3. Stop the Manager, but leave the Connector.

4. rm datasource/*

5. Start the Manager => data source will be visible.

6. Put Replicator OFFLINE => data source updated in cctrl, but no new data source on-disk file as Connector is still there.

7. Stop the Connector => data source will dissapear from the Manager!

Comment by Edward Archibald [20/Oct/09 04:40 PM]
I did this exact sequence of steps for Scenario 1 and although it did take some time for the manage to do so - probably 5-10 seconds on my system - it always created a new datasource. I suspect that since Linas is using VMs that are kind of slow, perhaps the manager is 'skipping' some notifications and that, perhaps, this is causing the manager to miss a report that the replicator and dataserver are both online. These notifications, however, should be sent every <monitoring-interval> seconds or so, by default every 3 seconds, so the manager should ALWAYS eventually create datasources if there is not already a datasource and if the Replicator and DataServer are both online. Here's the rule. Please review for correctness:

rule "AUTOMATICALLY CREATE NEW DATASOURCES"
salience 100
when
currentNotification : ReplicatorNotification(
$replicatorName : resourceName,
$resourceProps : resourceProps,
resourceState == ResourceState.ONLINE)
from entry-point "MONITORING"

dataserverNotification : DataServerNotification(
resourceName == $replicatorName,
resourceState == ResourceState.ONLINE)
from entry-point "MONITORING"

eval(cluster.replicatorGetState($replicatorName) == ResourceState.ONLINE ||
cluster.replicatorGetState($replicatorName) == ResourceState.SYNCHRONIZING)

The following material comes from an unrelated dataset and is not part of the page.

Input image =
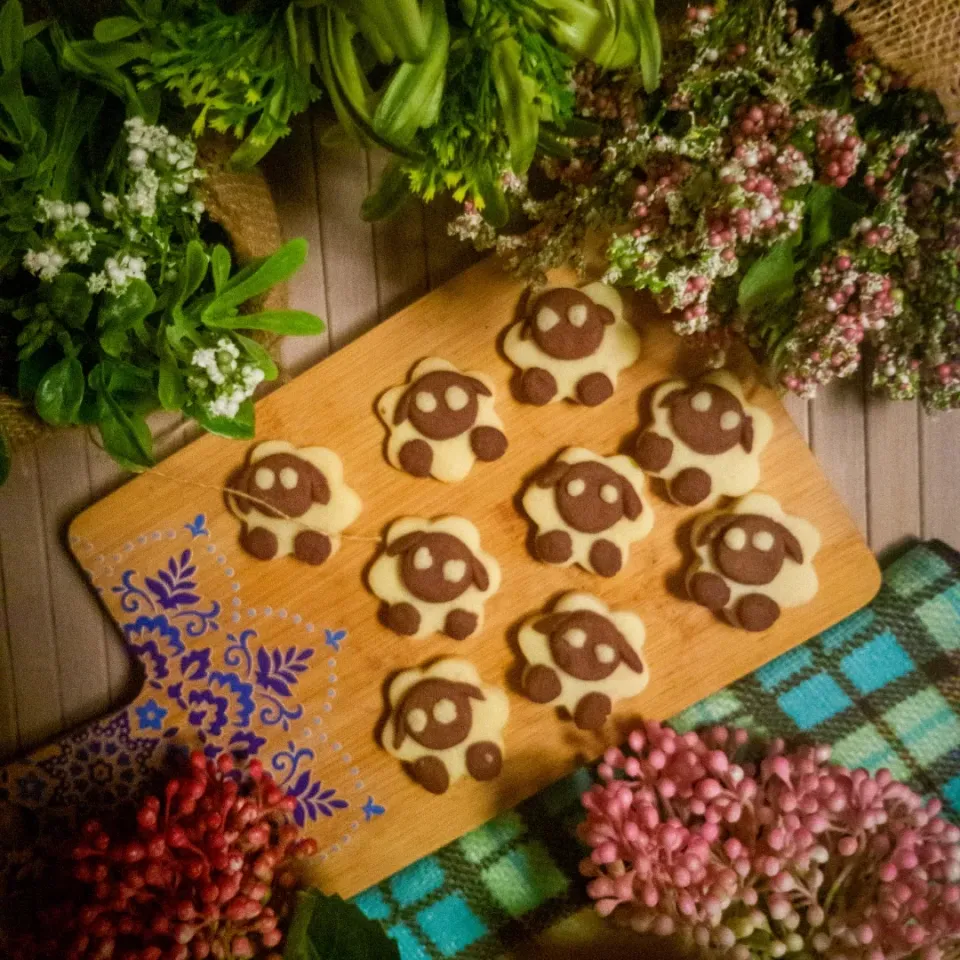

not (DataSource() from cluster.dataSourceGet($replicatorName))

eval(cluster.isCoordinator())
then
Object[] params = {$replicatorName};
logger.info("COORDINATOR: POLICY MODE=" + policyMgr.getMode());
logger.info(String.format("COORDINATOR: CREATING NEW DataSource '%s'", params));
try
{
TungstenProperties newDs = DataSource.createFromReplicatorStatus($resourceProps);
cluster.dataSourceCreate(newDs);
}
catch(ClusterManagerException e)
{
Object[] err = {$replicatorName, e.toString()};
logger.error(String.format(
"Cannot create new datasource for '%s', error=%s", err), e);
}
statistics.increment("CREATE NEW DATASOURCES");

end

Comment by Linas Virbalas [21/Oct/09 08:45 AM]
FIY, Today I've built from new code and I cannot reproduce 1st scenario also! To be exact, now step (7) _is_ creating data source and saving it on disk.
My previous code was of Yesterday's morning. I wonder might this be related to the most recent changes in the manager code?

The 2nd scenario is still reproducible.